Tamara Łempicka (1898-1980), known as Tamara de Lempicka, was a Polish artist who lived in Paris between the world wars and relocated to the United States in 1939.
Her breakthrough came at the 1925 International Exhibition of Modern Decorative and Industrial Arts, which gave its name to the Art Deco movement. She exhibited her paintings in two of the exhibition’s venues, where they were spotted by journalists from Harper’s Bazaar and other fashion magazines. Exhibitions in Italy and the United States followed.
In 1929, Lempicka painted her famous Autoportrait (Tamara in a Green Bugatti) for the cover of the German fashion magazine Die Dame. At the height of her popularity in the 1930s, she painted portraits of King Alfonso XIII of Spain and Queen Elizabeth of Greece.

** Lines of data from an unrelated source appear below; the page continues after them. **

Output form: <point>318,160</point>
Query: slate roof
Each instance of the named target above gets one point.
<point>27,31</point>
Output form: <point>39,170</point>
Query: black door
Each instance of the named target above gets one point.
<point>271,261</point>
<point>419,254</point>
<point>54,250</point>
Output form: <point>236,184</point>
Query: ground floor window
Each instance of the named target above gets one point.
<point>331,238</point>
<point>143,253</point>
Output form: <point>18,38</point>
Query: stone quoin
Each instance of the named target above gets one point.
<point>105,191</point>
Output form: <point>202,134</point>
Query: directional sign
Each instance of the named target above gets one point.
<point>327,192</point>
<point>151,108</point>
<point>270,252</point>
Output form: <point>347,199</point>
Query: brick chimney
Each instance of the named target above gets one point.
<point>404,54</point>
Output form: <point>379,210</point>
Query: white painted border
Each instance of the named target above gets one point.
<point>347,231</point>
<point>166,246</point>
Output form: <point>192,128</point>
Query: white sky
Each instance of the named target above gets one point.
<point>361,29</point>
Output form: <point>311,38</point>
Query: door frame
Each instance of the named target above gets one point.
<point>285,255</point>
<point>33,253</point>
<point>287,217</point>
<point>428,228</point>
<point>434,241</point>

Her Art Deco style fell out of fashion after the Second World War but was rediscovered in the 1960s. A retrospective exhibition held at the Luxembourg Gallery in 1972, eight years before her death, received positive reviews. Lempicka’s paintings were featured on the British book covers of Ayn Rand’s The Fountainhead and Atlas Shrugged.
Owing to her marriage to Austro-Hungarian Baron Raoul Kuffner, Lempicka became known in the press as “The Baroness with the Brush”. She had affairs with men and women throughout her life.